Dr. Piyush Ranjan,Senior Consultant, Gastroenterology at Sir Gangaram Hospital has done his DM Gastroenterology training from the prestigious SGPGI, Lucknow. He did his MD from Maulana Azad Medical College. He has worked in different hospitals including the SGPGI, Lucknow and MAMC, Delhi while building his academic profile. With more than 50 papers published on various platforms including world renowned medical journals. Dr Ranjan in an interaction with Ekta Srivastava, Health Technology…
How did you get into medicine, and what motivated you to become a doctor?
Medicine in my view is a profession which gives scope for practical research, innovation and service to society. There are ample career opportunities in both public and private sectors making it a stable choice.
In your opinion, what are the most difficult or challenging aspects of your career as a gastroenterologist?
The biggest challenge in my opinion is to provide state of the art treatment at affordable costs. In a country like ours where most people have out of pocket expense of their treatment rationalization of cost without compromise in quality in a herculean task.

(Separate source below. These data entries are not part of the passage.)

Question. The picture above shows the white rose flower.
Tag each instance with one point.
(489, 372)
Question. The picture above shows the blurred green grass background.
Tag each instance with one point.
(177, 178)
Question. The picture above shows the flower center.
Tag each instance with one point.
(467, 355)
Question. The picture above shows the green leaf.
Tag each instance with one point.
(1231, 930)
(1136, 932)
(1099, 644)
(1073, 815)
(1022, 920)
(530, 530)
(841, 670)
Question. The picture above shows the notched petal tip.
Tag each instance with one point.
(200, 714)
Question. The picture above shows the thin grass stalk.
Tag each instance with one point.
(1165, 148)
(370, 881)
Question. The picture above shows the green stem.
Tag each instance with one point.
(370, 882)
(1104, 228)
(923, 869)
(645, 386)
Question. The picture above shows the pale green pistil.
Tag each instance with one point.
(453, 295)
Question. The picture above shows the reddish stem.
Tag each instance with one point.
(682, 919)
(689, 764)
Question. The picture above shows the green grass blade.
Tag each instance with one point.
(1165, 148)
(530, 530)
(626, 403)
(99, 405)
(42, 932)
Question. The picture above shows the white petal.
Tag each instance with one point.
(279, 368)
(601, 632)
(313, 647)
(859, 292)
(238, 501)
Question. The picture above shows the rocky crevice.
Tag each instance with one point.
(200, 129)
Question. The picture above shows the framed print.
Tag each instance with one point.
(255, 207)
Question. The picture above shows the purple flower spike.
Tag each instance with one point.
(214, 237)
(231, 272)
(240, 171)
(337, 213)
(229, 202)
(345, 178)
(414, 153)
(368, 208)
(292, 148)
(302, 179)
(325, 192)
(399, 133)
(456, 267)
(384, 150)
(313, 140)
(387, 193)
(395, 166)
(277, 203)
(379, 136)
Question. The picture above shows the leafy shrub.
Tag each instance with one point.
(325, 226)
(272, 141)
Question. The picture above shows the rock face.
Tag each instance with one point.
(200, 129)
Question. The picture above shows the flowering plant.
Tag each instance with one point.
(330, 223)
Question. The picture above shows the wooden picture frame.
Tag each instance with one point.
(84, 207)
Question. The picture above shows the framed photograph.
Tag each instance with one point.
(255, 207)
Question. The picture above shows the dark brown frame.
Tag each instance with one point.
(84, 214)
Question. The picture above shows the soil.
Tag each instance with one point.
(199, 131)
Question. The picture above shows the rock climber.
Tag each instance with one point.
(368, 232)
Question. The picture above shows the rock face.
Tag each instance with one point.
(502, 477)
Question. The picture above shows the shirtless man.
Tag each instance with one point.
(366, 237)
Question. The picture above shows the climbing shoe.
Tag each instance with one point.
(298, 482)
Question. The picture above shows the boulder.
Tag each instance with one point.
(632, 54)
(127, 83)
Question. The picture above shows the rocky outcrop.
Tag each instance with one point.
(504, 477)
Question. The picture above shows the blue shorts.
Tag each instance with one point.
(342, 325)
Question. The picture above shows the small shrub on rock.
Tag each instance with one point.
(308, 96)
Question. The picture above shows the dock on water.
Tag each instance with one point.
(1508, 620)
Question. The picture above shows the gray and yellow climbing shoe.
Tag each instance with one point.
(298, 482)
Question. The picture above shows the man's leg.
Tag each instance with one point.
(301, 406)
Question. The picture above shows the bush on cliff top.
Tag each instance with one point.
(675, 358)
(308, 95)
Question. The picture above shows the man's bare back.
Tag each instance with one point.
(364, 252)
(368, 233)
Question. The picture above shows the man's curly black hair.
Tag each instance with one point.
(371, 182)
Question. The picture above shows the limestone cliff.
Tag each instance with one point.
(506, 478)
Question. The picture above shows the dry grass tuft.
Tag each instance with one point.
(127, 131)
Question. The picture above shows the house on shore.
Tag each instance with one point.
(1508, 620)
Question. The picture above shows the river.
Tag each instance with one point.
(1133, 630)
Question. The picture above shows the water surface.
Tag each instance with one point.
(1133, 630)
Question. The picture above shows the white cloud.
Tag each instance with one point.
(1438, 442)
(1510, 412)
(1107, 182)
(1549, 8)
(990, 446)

What is latest in pancreatic cancer with regard to evolution and treatment?
Pancreatic cancer has got poor outcome of treatment. The biggest challenge is to diagnose it earlier by better diagnostic means. Newer investigation modalities like Endoscopic ultrasound have, to a large extent, helped in bridging this gap.

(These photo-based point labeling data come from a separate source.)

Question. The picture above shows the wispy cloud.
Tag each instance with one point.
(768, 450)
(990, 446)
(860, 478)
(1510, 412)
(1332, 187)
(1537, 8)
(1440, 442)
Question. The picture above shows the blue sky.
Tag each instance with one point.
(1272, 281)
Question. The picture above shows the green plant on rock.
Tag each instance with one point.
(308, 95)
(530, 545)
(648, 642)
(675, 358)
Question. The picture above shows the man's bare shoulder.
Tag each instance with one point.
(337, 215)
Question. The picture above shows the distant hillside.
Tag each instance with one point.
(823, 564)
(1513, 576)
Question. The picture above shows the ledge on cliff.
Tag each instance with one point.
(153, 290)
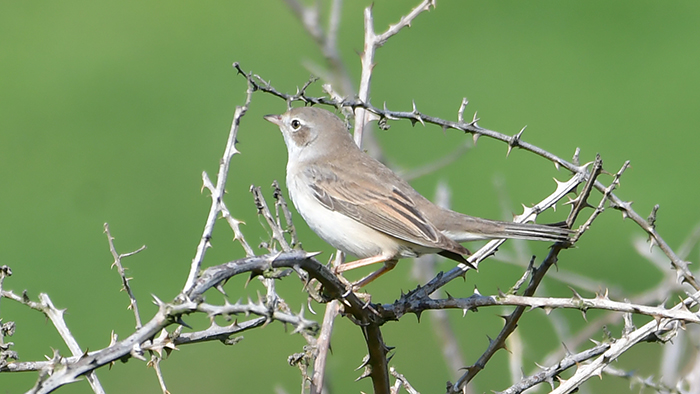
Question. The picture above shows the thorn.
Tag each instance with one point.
(575, 158)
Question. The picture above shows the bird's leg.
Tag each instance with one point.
(361, 263)
(388, 266)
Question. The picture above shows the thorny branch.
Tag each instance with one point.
(325, 286)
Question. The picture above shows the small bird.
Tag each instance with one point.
(358, 205)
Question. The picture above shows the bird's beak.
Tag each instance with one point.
(276, 119)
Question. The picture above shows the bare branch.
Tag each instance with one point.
(217, 194)
(133, 305)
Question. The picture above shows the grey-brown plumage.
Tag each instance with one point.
(360, 206)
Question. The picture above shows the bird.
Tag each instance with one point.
(361, 207)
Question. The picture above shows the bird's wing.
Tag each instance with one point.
(385, 206)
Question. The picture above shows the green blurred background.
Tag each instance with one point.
(110, 111)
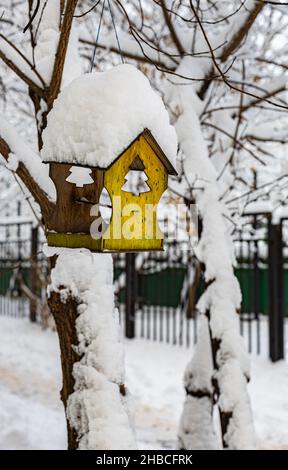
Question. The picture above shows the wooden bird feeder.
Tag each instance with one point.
(71, 222)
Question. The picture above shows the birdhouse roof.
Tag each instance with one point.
(98, 116)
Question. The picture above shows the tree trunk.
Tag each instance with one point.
(81, 299)
(65, 315)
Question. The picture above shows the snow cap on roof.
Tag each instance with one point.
(99, 115)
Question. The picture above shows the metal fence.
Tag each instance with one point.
(157, 292)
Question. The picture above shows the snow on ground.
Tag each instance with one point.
(32, 417)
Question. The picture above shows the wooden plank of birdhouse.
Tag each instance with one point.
(72, 212)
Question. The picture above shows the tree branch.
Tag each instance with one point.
(171, 28)
(57, 74)
(38, 194)
(231, 47)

Curative treatment of pancreatic cancer involves surgery. The standard surgical procedure is Whipple’s surgery, which carries a significant morbidity (complications) and mortality. Recent application of Laparoscopic and Robotic techniques has helped in bringing down the complications of this surgery and helping in early recovery.
Minimal Access Surgery is in vogue but not for pancreatic cancer. How has this evolved and what is the scope?

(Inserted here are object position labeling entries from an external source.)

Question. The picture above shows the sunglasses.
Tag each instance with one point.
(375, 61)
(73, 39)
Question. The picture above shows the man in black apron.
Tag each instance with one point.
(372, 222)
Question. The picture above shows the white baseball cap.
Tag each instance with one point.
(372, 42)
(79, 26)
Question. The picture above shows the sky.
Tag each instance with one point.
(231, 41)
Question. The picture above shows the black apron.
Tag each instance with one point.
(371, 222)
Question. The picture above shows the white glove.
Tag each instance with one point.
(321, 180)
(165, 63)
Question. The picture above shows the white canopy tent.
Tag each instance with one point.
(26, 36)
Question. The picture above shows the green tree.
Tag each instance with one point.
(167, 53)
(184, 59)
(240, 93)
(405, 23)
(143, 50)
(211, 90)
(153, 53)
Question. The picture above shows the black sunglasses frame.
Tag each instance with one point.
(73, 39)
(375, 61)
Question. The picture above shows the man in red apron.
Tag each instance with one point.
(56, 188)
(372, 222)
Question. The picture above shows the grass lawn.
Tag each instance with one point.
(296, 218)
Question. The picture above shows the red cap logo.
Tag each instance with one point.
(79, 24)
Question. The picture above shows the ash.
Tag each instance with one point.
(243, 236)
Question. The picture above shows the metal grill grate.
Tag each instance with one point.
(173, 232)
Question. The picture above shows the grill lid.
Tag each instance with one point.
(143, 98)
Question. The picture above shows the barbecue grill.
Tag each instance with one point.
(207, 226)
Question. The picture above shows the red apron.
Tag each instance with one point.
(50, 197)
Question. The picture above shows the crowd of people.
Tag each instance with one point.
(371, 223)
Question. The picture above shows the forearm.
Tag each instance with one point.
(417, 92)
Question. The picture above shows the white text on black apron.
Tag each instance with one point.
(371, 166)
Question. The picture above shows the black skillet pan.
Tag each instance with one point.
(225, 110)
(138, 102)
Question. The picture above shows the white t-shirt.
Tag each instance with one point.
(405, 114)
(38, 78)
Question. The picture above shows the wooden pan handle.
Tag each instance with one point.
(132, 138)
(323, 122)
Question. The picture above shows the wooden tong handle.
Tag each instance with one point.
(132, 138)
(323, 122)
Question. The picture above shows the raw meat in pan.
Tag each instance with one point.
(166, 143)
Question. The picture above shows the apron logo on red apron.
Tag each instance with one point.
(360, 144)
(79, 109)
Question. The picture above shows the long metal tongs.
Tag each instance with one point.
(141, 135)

Availability of technology and better training has now helped in application of laparoscopic technique for Whipple’s surgery (Surgery for pancreatic cancer). At present the biggest hurdle in application of laparoscopic Whipple’s is the lack of well-trained surgeons in large numbers. It is just a matter of time when there will be a major shift towards this.
Tell us about Laparoscopy in GM malignancy.
Laparoscopy is now considered the standard of care in colonic carcinoma. The results are comparable ore even better than open surgery. Early recovery and discharge is the biggest advantage of laparoscopic surgery in colonic cancer. Laparoscopic surgery is also coming up with resection of liver tumours. In Gall bladder cancers the biggest challenge is that these tumours present at an advanced stage.
What is the training that is given in order to perform a basic laparoscopic surgery?
Most General surgery training programmes giver adequate exposure in basic laparoscopic training. Many high volume centres provide fellowship programmes.
What advice would you give someone considering a career as a physician, particularly in gastroenterology?
Medicine is an evolving field so one should be willing to be upgrade throughout life. Gastroenterology is a mix of medical skills and endoscopic skills. Newer procedures and areas like liver transplantation offer a vast range of choices for sub-specialization.
How do you think that the field of gastroenterology is going to change over the next 10 years, and how will that impact GIs?
There are many exciting developments in the field of Gastroenterology. Endoscopic Ultrasound has added a new dimension in the overall management paradigm. Now “Third space Endoscopy”, which involves procedures like POEM (Per Oral Endoscopic Myotomy) for treatment of Achalasia cardia has opened new frontiers. NOTES (Natural Orifice Transluminal Endoscopic Surgery) is another area which will open new vistas for Gastroenterologists. Liver transplantation offers huge opportunity in future.